Building on earlier work by the United Nations (UN) Commission on Human Rights, the UN Human Rights Council (HRC) and its mechanisms have been actively engaged on the topic of human rights and the environment. They have made enormous progress in clarifying and setting down the human rights normative framework as it relates to the environment and to environmental protection. In particular, they have demonstrated that environmental harm (including that caused by climate change) has enormous negative implications for the enjoyment of human rights, especially for the most vulnerable in society, and that, conversely, human rights obligations and principles can help guide better environmental policymaking at the international and national levels. In parallel, the Council and its mechanisms have also drawn increasing attention to individuals working at the interface of human rights and environmental protection: environmental human rights defenders (EHRDs).

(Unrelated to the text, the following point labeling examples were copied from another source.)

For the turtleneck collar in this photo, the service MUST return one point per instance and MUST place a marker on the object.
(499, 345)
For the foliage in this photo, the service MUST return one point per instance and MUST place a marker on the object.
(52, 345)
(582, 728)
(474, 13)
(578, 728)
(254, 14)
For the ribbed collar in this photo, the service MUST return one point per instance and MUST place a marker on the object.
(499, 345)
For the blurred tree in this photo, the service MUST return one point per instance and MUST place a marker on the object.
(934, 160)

This progress led the first Special Rapporteur on human rights and the environment, John Knox, to use his last speech to the HRC as mandate-holder to urge the international community to consider the next logical step in this process: formal UN recognition of the universal right to a clean, healthy and sustainable environment. In doing so, the UN would be reflecting the growing practice of states – well over a hundred countries have now recognized the right to a clean, healthy and sustainable environment (in different formulations) in law; as well as the reality in various regional human rights systems (e.g. Africa, Latin America). The current UN Special Rapporteur, David Boyd, has made this drive for recognition of ‘the right to the environment’ one of his key priorities.

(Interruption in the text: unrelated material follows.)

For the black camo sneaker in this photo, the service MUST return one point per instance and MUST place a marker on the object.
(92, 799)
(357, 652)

To kick-start discussions at the UN about the right to a clean, healthy and sustainable environment, this expert seminar – organized by the HRC core group on human rights and the environment (made up of Costa Rica, Maldives, Morocco, Slovenia and Switzerland), with the support of the Universal Rights Group (URG), the Geneva Academy, UNICEF, UNEP, and OHCHR – will consider the growing recognition of the ‘right to environment’ around the world; discuss the value of this right for individual rights-holders and for the environment; and will answer the question: is it time for universal recognition of this right at UN-level?